Here, he meets local historian Judy Raymond on the road where his great grandparents, Elizabeth Adina and William Woods Clarke, lived.
Noel is surprised to learn the couple came to Trinidad together from another Caribbean island, St Vincent, in 1917.
They worked, respectively, as a seamstress and mason. This wasn’t an uncommon story. Trinidad was then booming, in great part because cocoa and sugar, ingredients in the chocolate provided for First World War troops, were in high demand.
The good times didn’t last. In 1923, Elizabeth left for New York. A mother of four, she was newly widowed.
At a time of crop failures and economic problems on Trinidad, she was part of an “exodus” of women, and went to live with her sister in Brooklyn.
Here, she entered domestic service in order to send money home to raise her four daughters, including Gemma’s mother, Edna.

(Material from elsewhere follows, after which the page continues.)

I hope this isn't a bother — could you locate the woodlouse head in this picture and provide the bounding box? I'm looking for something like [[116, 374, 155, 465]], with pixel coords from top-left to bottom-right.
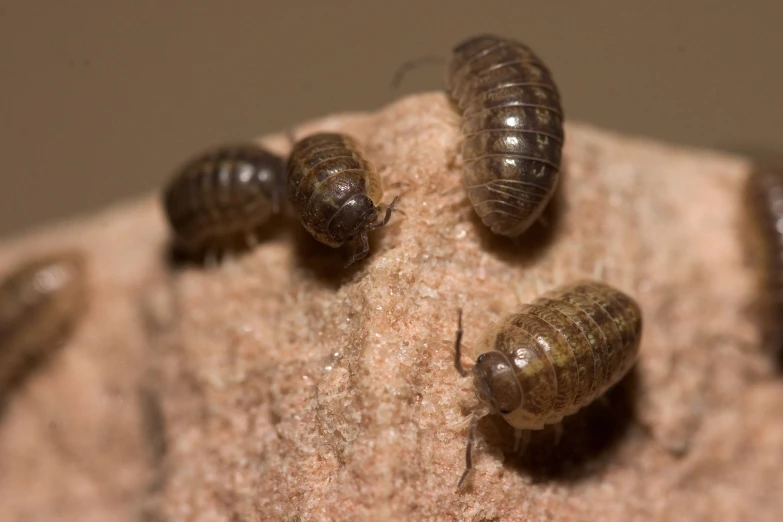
[[472, 352, 522, 415], [329, 194, 378, 243]]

She stayed in the USA until 1937.
“On the surface it seems like she left them but, actually, she had so much love for them that she had to leave,” reflects Noel.
Next, Noel wants to trace his father’s side of the family, but he knows next to nothing about them as he heads for Fyzabad in the oil-producing south of Trinidad.
The first figure from the past he meets, his paternal grandmother Menelvia, is a remarkable woman. Heavily involved in local politics as a member of the People’s National Movement (PNM) and in the local Spiritual Baptist church, she’s still remembered in the area.
Noel also learns that she was born on Grenada, where he goes to meet her son, his uncle Telfour, for the first time.
Telfour tells Noel that Menelvia’s maiden name was Bedeau, a family associated with the small island of Carriacou.
On Carriacou, Noel is able to trace his family story back to his 4x great grandfather, Glasgow Bedeau. Records show that Glasgow was born into slavery.
“Being black I thought this might end up here at some point,” says Noel, sadly. “But it’s still crazy to see it.”
Worse, Glasgow and his mother Genevieve would have been under the control of the notoriously brutal John Dallas, a local agent who would beat even pregnant women.
Yet there’s a more positive story here too. In 1844, Glasgow and his in-laws bought land adjacent to the Harvey Vale Estate where he had once been enslaved.
Noel visits his grave at the site, where he also learns that he has a huge extended family on Carriacou. He’s welcomed to both island and family with a performance of the Big Drum, a traditional musical and dance ritual.
This is music that can be directly traced back to Ghana. It’s a deep connection to the past, “the complete opposite” of everything Noel has ever known.
It’s as if, he reflects, the universe has said: “There’s everything you missed for all your life.”